To address this gap, we retrospectively reviewed adults with confirmed NMD who underwent overnight polysomnography between 2015 and 2024. We collected demographic characteristics, comorbidities, polysomnographic indices, spirometry (upright and supine where available), and morning arterial blood gases. We applied a commonly used definition of REM-related OSA (overall AHI ≥5 events/hour, REM-to-NREM AHI ratio ≥2, and REM duration ≥30 minutes). A more specific subgroup, REM-isolated OSA, additionally required NREM AHI <5 events/hour. For between-group analyses, we focused on patients with OSA and REM sleep ≥30 minutes, comparing REM-related versus NREM-related OSA.

Three findings were particularly striking. First, REM sleep was markedly reduced in this NMD cohort, yet OSA was highly prevalent. Among 290 patients, OSA was present in 87.6% (254/290). Mean REM sleep was 11.8% of total sleep time (46.8 minutes), and 30.0% of patients had REM duration <30 minutes. Second, among OSA patients with REM ≥30 minutes (n=182), REM-related OSA was common (54.4%), and 25.3% met criteria for REM-isolated OSA. Third, the REM-related phenotype had clinically meaningful associations. Compared with NREM-related OSA, patients with REM-related OSA tended to have a lower overall AHI with severe OSA being uncommon, but they showed worse REM oxygenation and a substantially higher prevalence of morning hypercapnia.

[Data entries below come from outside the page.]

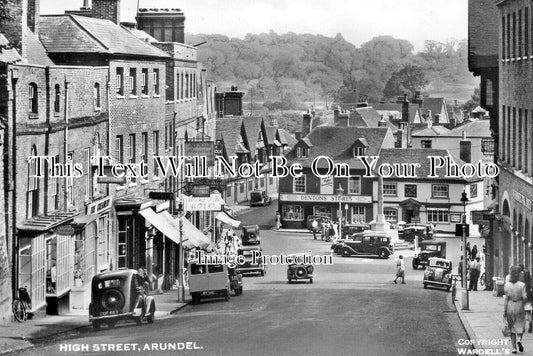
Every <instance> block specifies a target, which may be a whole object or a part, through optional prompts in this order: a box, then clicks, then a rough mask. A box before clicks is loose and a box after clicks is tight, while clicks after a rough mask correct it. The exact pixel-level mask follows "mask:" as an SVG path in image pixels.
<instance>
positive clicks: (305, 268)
mask: <svg viewBox="0 0 533 356" xmlns="http://www.w3.org/2000/svg"><path fill="white" fill-rule="evenodd" d="M313 270H314V268H313V266H312V265H310V264H304V263H291V264H289V265H288V266H287V279H288V280H289V283H292V282H293V281H295V280H300V279H309V283H313Z"/></svg>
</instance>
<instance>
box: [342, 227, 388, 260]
mask: <svg viewBox="0 0 533 356" xmlns="http://www.w3.org/2000/svg"><path fill="white" fill-rule="evenodd" d="M393 253H394V247H393V246H392V243H391V237H390V236H389V235H388V234H387V233H385V232H377V231H368V232H364V233H362V234H356V236H355V238H354V240H346V241H344V242H343V244H342V246H341V248H340V254H341V256H343V257H348V256H352V255H358V256H369V255H370V256H379V257H380V258H389V256H390V255H392V254H393Z"/></svg>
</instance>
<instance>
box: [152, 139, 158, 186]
mask: <svg viewBox="0 0 533 356" xmlns="http://www.w3.org/2000/svg"><path fill="white" fill-rule="evenodd" d="M152 145H153V147H152V151H153V154H154V156H159V131H154V136H153V137H152ZM158 176H159V167H157V163H155V160H154V177H158Z"/></svg>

In multivariable models, REM-related OSA remained independently associated with morning hypercapnia (aOR 4.889), significant respiratory muscle weakness (FVC <50% predicted and/or ≥20% upright-to-supine FVC decline; aOR 3.847), and mild OSA (aOR 3.461). These findings support the idea that REM-stage abnormalities may act as early markers of evolving respiratory failure in NMD, even when “global” OSA severity appears mild.

We hope these results encourage clinicians to look beyond overall AHI and to assess REM duration, REM/NREM distribution of events, and REM-specific oxygenation when interpreting PSG in NMD. Prospective longitudinal studies are needed to determine whether REM-related OSA severity changes over time and to quantify therapeutic responses to positive airway pressure strategies.